An interim-evaluation took place four years ago, and showed positive progress.
“I have a personal and principled commitment to seeing more of this, but there is a commitment to doing a more formal evaluation of the court,” he says.
“That is underway. Following that, [will be] the basis for making my bid for more resourcing to see more of them.”
Little also alludes to the challenges of pushing for long-term change.
“This is the whole question in the broader criminal justice system. Treasury kind of weighs it every time. There might be greater resources needed at the front-end, but if that means that is resulting in fewer people going to prison, and we are still reducing the reoffending rate significantly and materially, then ... that is the right place to put the resources rather than at the far end when it is kind of too late.”
However, for those who understand the improved outcomes achieved through AODT courts, waiting for another evaluation is a tough ask. Feedback from the recent Justice Summit in Wellington included queries around when other parts of New Zealand would have access to AODT courts.
As drink driving researcher Gerald Waters puts it: “I’ve also looked at all offending in New Zealand - 80 percent of crime is alcohol and drug related. It’s obvious that you shouldn’t be having drug court once a week - you should be having it six days a week with one day for normal crime”.

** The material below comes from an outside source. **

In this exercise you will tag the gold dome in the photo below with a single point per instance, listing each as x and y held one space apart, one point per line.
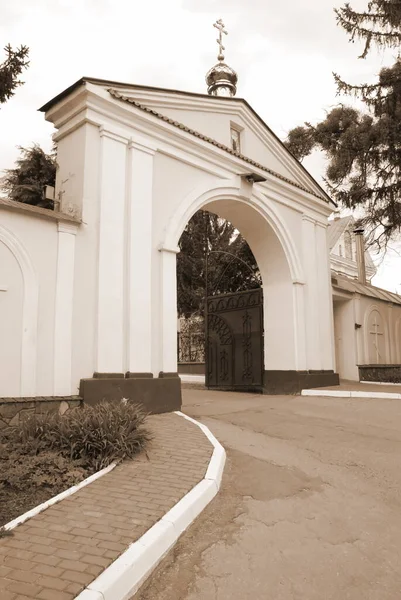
221 80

Notes on AODT court cases included in this article:
Pseudonyms for participants have been used.
Bradley completed his Higher Ground programme. He is doing well in the next stage of his treatment plan, and is living at a post-treatment recovery house.
Phil gained his restricted licence and completed a driver safety programme. He is looking at finding employment opportunities in the trades area.
Lewis elected to exit the AODT court, and finish his prison sentence on time. At last contact with Tremewan, he said he would pursue rehabilitation programmes on his own.